Warmer air resulting from increased CO2 emissions cause the atmosphere to expand, so the sulfur gasses don't necessarily reach the point where they are captured by the stratosphere. Instead, they remain in the expanding troposphere, possibly causing more issues here on the ground, and never get to act as a sun shield for our planet.

"I think there would be many more potential consequences," said Aubry. "The paper is motivated by this climate problem and in terms of risk management."

The researchers noticed that volcanism has played a very small part in slowing down the rate at which the planet is heating up, which is still happening at breakneck speed. The last 10-to-15 years have seen a number of "stratospheric" volcanic eruptions, Aubry noted, but the benefits don't seem like they're going to last. The team determined that there may be a drop of two-to-twelve per cent of sulfur gasses in the atmosphere over the next century, and possibly a 12-to-25 per cent drop by the 23rd century.

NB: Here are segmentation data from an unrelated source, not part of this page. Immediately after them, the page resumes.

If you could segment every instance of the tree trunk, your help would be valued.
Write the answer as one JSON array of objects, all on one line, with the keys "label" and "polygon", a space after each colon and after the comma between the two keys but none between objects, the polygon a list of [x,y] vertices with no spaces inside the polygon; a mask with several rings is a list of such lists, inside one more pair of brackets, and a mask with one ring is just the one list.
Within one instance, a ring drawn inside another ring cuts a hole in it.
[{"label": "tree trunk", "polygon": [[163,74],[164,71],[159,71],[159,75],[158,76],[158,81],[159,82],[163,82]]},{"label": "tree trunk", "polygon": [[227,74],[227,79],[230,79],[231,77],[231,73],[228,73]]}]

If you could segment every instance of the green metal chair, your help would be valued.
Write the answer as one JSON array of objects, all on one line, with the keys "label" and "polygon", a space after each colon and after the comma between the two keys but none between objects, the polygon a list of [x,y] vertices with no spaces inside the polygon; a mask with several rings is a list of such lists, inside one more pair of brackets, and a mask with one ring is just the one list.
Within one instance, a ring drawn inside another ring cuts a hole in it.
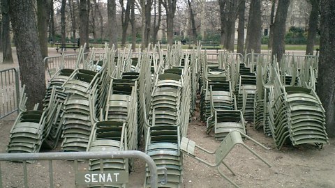
[{"label": "green metal chair", "polygon": [[[227,177],[220,169],[220,165],[221,164],[223,164],[227,169],[233,174],[235,175],[235,173],[229,168],[229,166],[224,162],[223,159],[225,158],[225,157],[229,154],[229,152],[234,148],[234,147],[236,145],[241,145],[241,146],[244,147],[247,150],[248,150],[251,152],[252,152],[253,155],[255,155],[258,159],[262,160],[264,163],[265,163],[269,167],[271,167],[271,165],[266,162],[263,158],[262,158],[260,155],[258,155],[255,151],[253,151],[251,148],[249,148],[248,146],[246,146],[242,140],[241,136],[248,138],[248,139],[251,140],[253,141],[255,143],[259,145],[262,148],[264,148],[267,150],[267,147],[264,146],[259,142],[256,141],[255,140],[253,139],[252,138],[249,137],[248,136],[241,133],[238,131],[232,131],[230,132],[227,136],[225,138],[225,139],[221,143],[220,146],[214,152],[207,150],[198,145],[196,145],[195,142],[194,142],[192,140],[188,139],[186,137],[183,137],[181,139],[181,146],[180,146],[180,150],[181,151],[190,156],[192,158],[194,158],[197,160],[198,160],[200,162],[202,162],[205,164],[206,165],[216,168],[216,169],[218,171],[218,172],[228,181],[229,181],[230,183],[234,185],[236,187],[239,187],[239,186],[234,182],[232,180],[230,180],[228,177]],[[215,155],[215,163],[210,163],[209,162],[207,162],[202,158],[198,157],[195,154],[195,149],[199,149],[202,152],[204,152],[207,154],[210,155]]]}]

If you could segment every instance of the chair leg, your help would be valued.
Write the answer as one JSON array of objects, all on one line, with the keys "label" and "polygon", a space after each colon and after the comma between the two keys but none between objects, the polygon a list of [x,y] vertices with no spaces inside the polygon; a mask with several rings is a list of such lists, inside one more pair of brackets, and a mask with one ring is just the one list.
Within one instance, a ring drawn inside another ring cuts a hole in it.
[{"label": "chair leg", "polygon": [[262,157],[260,157],[260,155],[258,155],[258,154],[257,154],[255,151],[253,151],[253,150],[251,150],[251,148],[250,148],[248,146],[246,146],[246,144],[244,143],[241,143],[243,146],[244,146],[244,148],[246,148],[246,149],[248,149],[251,152],[252,152],[253,155],[255,155],[257,157],[258,157],[258,159],[260,159],[260,160],[262,160],[264,163],[265,163],[269,167],[271,167],[271,164],[269,164],[267,161],[265,161],[265,159],[263,159],[263,158],[262,158]]},{"label": "chair leg", "polygon": [[230,169],[230,168],[229,168],[227,164],[225,164],[223,161],[222,162],[222,163],[225,166],[225,167],[227,167],[227,169],[228,169],[228,170],[232,173],[232,175],[236,175],[234,171],[232,169]]},{"label": "chair leg", "polygon": [[220,173],[220,175],[221,175],[222,177],[225,178],[225,179],[226,179],[228,182],[230,182],[231,184],[234,185],[234,186],[235,186],[235,187],[237,187],[237,188],[239,188],[239,187],[234,182],[233,182],[232,180],[230,180],[230,178],[228,178],[228,177],[227,177],[225,175],[224,175],[221,171],[220,171],[220,166],[218,166],[216,167],[216,170],[218,171],[218,172]]}]

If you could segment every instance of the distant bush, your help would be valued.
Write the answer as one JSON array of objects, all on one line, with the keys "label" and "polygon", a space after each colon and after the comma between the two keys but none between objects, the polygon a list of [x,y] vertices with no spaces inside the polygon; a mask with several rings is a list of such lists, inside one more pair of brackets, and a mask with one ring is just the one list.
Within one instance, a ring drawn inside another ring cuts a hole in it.
[{"label": "distant bush", "polygon": [[307,32],[302,28],[291,26],[285,36],[285,43],[290,45],[306,45]]}]

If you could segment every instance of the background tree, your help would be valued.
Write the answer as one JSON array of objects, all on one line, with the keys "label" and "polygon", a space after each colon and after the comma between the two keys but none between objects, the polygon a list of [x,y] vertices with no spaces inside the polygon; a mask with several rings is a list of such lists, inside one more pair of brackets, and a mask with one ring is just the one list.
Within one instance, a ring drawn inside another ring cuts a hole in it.
[{"label": "background tree", "polygon": [[70,17],[71,19],[71,30],[72,30],[72,36],[73,37],[73,39],[77,38],[77,19],[75,15],[76,11],[75,10],[77,8],[77,4],[75,4],[73,2],[73,0],[69,0],[68,1],[68,7],[70,8]]},{"label": "background tree", "polygon": [[142,9],[142,49],[147,48],[150,40],[151,29],[152,0],[141,0]]},{"label": "background tree", "polygon": [[[40,53],[34,0],[10,0],[10,15],[15,38],[20,75],[26,84],[27,109],[42,103],[45,94],[45,70]],[[40,105],[41,107],[41,105]]]},{"label": "background tree", "polygon": [[133,1],[134,0],[129,0],[127,1],[127,4],[126,5],[126,8],[124,5],[124,0],[119,0],[120,6],[121,6],[121,24],[122,25],[122,35],[121,39],[121,47],[122,48],[124,47],[126,44],[126,39],[127,37],[127,29],[128,26],[129,25],[129,22],[131,19],[131,5],[133,3]]},{"label": "background tree", "polygon": [[66,15],[65,15],[65,8],[66,6],[66,0],[61,0],[61,43],[62,45],[65,45],[66,43],[66,24],[65,22],[66,20]]},{"label": "background tree", "polygon": [[[1,17],[0,18],[0,33],[2,33],[2,0],[0,1],[0,11],[1,12]],[[0,36],[0,52],[2,52],[2,36]]]},{"label": "background tree", "polygon": [[274,40],[274,13],[276,10],[276,0],[271,0],[271,13],[270,13],[270,32],[269,33],[269,42],[267,42],[267,48],[272,49],[272,42]]},{"label": "background tree", "polygon": [[272,58],[276,56],[277,61],[281,61],[285,53],[285,34],[286,32],[286,19],[290,0],[278,1],[276,18],[274,22],[274,38],[272,42]]},{"label": "background tree", "polygon": [[320,0],[308,0],[308,1],[312,6],[312,10],[309,15],[306,54],[313,55],[314,52],[314,43],[318,33],[318,18],[319,17]]},{"label": "background tree", "polygon": [[117,48],[117,4],[115,0],[108,0],[107,2],[109,45],[112,47],[114,45],[115,48]]},{"label": "background tree", "polygon": [[192,8],[192,1],[187,0],[187,5],[189,10],[190,17],[190,39],[193,44],[197,44],[197,28],[195,26],[195,14]]},{"label": "background tree", "polygon": [[154,0],[154,26],[152,29],[152,43],[157,44],[157,34],[161,27],[162,20],[162,4],[161,1]]},{"label": "background tree", "polygon": [[89,49],[89,15],[90,0],[80,0],[80,45],[83,46],[86,43],[85,51]]},{"label": "background tree", "polygon": [[260,0],[251,0],[248,19],[246,31],[246,52],[250,53],[253,50],[255,53],[260,54],[262,45]]},{"label": "background tree", "polygon": [[4,63],[13,63],[10,34],[9,0],[1,0],[1,11],[3,62]]},{"label": "background tree", "polygon": [[163,0],[163,6],[166,11],[166,35],[168,44],[173,44],[173,19],[176,12],[177,0]]},{"label": "background tree", "polygon": [[37,0],[37,20],[38,29],[38,41],[44,58],[47,56],[47,0]]},{"label": "background tree", "polygon": [[48,2],[48,24],[49,24],[49,40],[52,42],[54,42],[54,36],[55,36],[55,29],[54,29],[54,1],[49,0]]},{"label": "background tree", "polygon": [[234,52],[234,44],[235,39],[235,22],[237,17],[237,10],[239,1],[230,0],[226,1],[225,11],[225,39],[224,47],[229,52]]},{"label": "background tree", "polygon": [[131,48],[136,51],[136,26],[135,25],[135,1],[131,4]]},{"label": "background tree", "polygon": [[320,1],[320,42],[318,95],[326,111],[328,135],[335,136],[335,0]]},{"label": "background tree", "polygon": [[237,53],[244,54],[244,26],[246,0],[240,0],[239,4],[239,26],[237,28]]},{"label": "background tree", "polygon": [[220,22],[221,22],[221,43],[222,45],[225,44],[225,6],[226,3],[226,0],[218,0],[218,5],[220,7]]}]

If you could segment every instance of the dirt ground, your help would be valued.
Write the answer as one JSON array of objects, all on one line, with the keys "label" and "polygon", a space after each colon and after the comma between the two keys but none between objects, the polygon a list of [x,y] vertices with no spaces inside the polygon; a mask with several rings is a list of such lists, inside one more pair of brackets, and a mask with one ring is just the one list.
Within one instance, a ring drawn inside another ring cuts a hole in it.
[{"label": "dirt ground", "polygon": [[[2,57],[0,56],[0,59]],[[7,66],[10,65],[3,65],[0,63],[0,70]],[[214,150],[220,143],[215,141],[213,134],[206,134],[205,124],[199,120],[198,114],[199,112],[196,111],[196,116],[190,122],[188,137],[198,145]],[[9,132],[15,118],[13,114],[0,120],[0,152],[6,152]],[[241,187],[335,187],[335,139],[330,139],[330,144],[324,146],[321,150],[312,145],[303,145],[298,147],[285,146],[278,151],[274,148],[271,137],[266,136],[261,131],[255,130],[251,124],[248,124],[247,130],[250,136],[270,150],[265,150],[249,140],[245,141],[245,143],[272,166],[269,168],[246,148],[236,147],[225,159],[236,175],[232,175],[224,166],[221,166],[221,169]],[[46,152],[54,151],[57,150]],[[209,155],[198,154],[204,159],[214,161],[214,158]],[[52,166],[55,187],[75,187],[73,162],[54,161]],[[215,169],[188,156],[184,157],[183,166],[182,187],[234,187]],[[87,163],[80,162],[79,169],[84,168],[87,168]],[[144,169],[144,164],[135,160],[134,171],[129,177],[129,187],[142,187]],[[1,171],[3,186],[0,187],[24,187],[22,164],[1,162]],[[28,164],[28,174],[29,187],[50,187],[47,162]]]}]

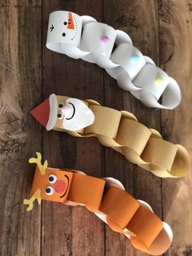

Understanding all of this will help scientists learn more about other times in Earth's history when the climate underwent major changes—including how volcanoes might have contributed to a particularly intense Ice Age about 700 million years ago, sometimes called "Snowball Earth," in which the planet was almost entirely locked up in ice—but they'll also make for better models of where we're going in the future.

"We don't expect to see a huge increase global warming rate due to this feedback," said Aubry, adding that all of this should nonetheless form part of the discussion around climate change. "We think it's still significant enough to matter."

Correction: An earlier version of the piece said that the researchers determined that there will be a drop of two-to-twelve per cent of sulfur gasses in the atmosphere over the next century. The word "will" has been changed to "may," to better reflect that this is a prediction.